I have written before that placing so much of colleges' teaching load on adjuncts damages students' education. It makes teachers overly dependent on student evaluations, so that nationwide standards inevitably get lowered. It keeps courses from working together in an effective sequence, because the teachers of each class are cut off from the rest of the program. And it leads to gross overwork, which burns adjuncts out, spreads their labor too thin, and demands less and less attention to each student. Most adjunct professors are gifted teachers. We throw their gifts away. The abusive work conditions they face damage the education students get. Working harder won't fix that. Overwork is part of the problem.

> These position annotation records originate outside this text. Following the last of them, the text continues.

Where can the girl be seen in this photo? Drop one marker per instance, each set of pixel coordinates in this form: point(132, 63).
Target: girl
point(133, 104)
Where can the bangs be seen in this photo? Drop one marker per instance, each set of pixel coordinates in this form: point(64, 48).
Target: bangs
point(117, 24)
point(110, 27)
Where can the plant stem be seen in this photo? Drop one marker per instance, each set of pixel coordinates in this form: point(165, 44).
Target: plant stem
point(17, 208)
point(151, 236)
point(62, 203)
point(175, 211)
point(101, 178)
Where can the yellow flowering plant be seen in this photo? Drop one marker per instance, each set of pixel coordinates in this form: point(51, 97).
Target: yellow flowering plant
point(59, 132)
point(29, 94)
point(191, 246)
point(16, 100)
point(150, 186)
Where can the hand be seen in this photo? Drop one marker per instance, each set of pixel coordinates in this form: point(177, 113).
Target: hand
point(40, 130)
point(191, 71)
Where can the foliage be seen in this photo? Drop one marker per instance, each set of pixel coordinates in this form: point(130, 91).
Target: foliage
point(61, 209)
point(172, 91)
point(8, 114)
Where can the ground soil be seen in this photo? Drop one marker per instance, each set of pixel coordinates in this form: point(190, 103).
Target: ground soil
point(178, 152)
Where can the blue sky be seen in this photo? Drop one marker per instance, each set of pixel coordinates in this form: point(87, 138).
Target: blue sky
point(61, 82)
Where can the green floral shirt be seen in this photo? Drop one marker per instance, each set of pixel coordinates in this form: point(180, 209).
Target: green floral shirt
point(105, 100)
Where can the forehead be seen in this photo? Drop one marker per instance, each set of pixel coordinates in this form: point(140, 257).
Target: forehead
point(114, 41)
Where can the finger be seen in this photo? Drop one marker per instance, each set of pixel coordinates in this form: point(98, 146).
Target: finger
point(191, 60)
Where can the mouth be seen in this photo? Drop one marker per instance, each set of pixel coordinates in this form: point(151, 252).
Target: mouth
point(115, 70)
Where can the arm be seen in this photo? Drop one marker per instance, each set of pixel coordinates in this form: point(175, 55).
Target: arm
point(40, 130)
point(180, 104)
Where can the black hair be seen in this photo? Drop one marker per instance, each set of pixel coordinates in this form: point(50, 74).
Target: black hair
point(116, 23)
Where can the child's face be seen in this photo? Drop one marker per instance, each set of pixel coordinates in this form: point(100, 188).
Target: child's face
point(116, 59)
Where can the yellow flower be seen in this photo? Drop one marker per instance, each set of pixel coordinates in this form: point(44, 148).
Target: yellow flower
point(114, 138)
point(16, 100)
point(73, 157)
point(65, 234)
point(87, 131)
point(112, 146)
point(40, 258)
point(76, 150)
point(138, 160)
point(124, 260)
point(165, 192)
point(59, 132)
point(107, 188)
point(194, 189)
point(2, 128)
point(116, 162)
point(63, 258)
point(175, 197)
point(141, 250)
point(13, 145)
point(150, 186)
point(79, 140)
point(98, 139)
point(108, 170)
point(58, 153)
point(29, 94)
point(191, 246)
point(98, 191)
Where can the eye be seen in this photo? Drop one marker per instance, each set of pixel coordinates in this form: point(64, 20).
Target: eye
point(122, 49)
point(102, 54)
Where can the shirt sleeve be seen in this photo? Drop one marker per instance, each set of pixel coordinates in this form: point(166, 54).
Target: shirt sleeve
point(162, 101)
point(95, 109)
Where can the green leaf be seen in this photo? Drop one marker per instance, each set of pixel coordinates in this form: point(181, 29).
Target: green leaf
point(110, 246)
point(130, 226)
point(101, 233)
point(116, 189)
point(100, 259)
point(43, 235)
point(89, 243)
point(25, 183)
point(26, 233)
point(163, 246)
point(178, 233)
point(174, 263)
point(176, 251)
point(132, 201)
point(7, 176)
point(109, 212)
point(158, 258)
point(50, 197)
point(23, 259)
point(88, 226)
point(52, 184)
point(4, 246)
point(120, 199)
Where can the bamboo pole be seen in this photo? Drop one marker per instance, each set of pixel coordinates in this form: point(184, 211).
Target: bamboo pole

And this is a systematic problem. It's not one or two colleges doing this, and one or two colleges can't stop doing it on their own. Adjunctification, the move to a majority-adjunct teaching force, has become systematic, and the decision-makers don't feel that they can afford to stop relying on it. If they did, their budgets would fall apart, and competing schools would gain advantages over them. This problem can only be stopped by pressure nationwide. The people who run universities believe that they can't afford to stop using adjuncts. They have to reach the point where they can't afford NOT to stop, where the price of adjunctification becomes too high. And that pressure can't just be applied to one or two schools. It has to be system-wide.

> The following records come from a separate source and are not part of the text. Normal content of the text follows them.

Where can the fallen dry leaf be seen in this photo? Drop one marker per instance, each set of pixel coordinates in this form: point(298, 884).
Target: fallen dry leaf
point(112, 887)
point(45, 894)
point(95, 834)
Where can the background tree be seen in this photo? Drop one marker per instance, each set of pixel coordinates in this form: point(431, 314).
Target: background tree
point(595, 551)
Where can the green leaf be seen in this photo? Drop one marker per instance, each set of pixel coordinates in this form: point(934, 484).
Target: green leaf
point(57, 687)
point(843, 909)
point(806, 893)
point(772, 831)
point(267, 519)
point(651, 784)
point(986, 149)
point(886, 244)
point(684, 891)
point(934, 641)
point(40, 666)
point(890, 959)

This should matter to you if you're a student. Adjunctification, the switch to a majority-adjunct teaching force, is a way for colleges to spend your tuition on things other than your education. It matters if you're the parent of a student. It matters if you're one of the shrinking number of full-time tenure-unit faculty; the reliance on adjuncts also means fewer full-time professors. They too get overworked (because a smaller number have to share the work that adjuncts aren't allowed to do), and they too have their teaching effectiveness undermined. If all of the basic intro classes are taught by overworked teachers without the time or resources to be thorough, the students aren't going to come into more advanced classes with a thorough grasp of the basics. And then those advanced courses aren't what they should be, either. It's that simple.

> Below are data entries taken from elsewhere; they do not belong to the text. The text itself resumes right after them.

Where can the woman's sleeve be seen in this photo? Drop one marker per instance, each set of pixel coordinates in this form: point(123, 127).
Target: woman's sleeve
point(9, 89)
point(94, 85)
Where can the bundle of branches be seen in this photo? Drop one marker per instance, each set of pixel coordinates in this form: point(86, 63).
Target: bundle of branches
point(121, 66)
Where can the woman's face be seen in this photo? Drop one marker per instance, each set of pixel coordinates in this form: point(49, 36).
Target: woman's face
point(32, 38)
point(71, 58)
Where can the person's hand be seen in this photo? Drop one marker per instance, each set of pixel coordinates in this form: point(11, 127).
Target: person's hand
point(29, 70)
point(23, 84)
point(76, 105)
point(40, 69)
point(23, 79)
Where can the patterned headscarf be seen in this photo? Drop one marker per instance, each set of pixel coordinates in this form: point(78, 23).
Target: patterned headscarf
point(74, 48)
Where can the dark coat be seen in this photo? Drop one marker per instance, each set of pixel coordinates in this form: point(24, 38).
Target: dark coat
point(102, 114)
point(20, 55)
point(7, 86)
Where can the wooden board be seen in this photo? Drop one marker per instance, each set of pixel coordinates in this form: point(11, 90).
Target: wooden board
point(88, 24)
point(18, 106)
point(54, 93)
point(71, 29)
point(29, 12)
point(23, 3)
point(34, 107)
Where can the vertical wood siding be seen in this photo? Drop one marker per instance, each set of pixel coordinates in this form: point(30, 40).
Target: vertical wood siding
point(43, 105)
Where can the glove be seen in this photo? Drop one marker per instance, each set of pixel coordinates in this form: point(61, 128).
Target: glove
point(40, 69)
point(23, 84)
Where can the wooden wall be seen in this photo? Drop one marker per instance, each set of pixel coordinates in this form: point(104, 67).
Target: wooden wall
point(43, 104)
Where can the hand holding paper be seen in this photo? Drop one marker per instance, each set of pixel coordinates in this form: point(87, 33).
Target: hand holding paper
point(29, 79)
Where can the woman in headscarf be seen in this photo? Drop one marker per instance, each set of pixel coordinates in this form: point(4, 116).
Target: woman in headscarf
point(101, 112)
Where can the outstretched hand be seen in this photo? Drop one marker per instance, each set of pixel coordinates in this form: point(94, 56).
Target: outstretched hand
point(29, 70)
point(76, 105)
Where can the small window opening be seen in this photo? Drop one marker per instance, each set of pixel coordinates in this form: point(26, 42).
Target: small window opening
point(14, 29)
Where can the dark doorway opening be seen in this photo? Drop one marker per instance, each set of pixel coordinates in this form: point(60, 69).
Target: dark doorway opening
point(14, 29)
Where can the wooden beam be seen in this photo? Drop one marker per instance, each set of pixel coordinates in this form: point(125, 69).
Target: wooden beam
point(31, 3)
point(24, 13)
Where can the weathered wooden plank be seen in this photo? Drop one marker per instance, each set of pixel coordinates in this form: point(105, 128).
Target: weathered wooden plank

And it matters to you if you live in America. The burden on America's adjunct professors damages our entire system of higher education. And a shakily-educated populace is not good for us: not economically, not globally, and not in terms of protecting our democracy. It makes us less prepared as workers, less competitive in international trade, and less informed as citizens. What's bad for adjunct teachers is bad for all teachers, for all students, and for all Americans. Please support National Adjunct Walkout Day.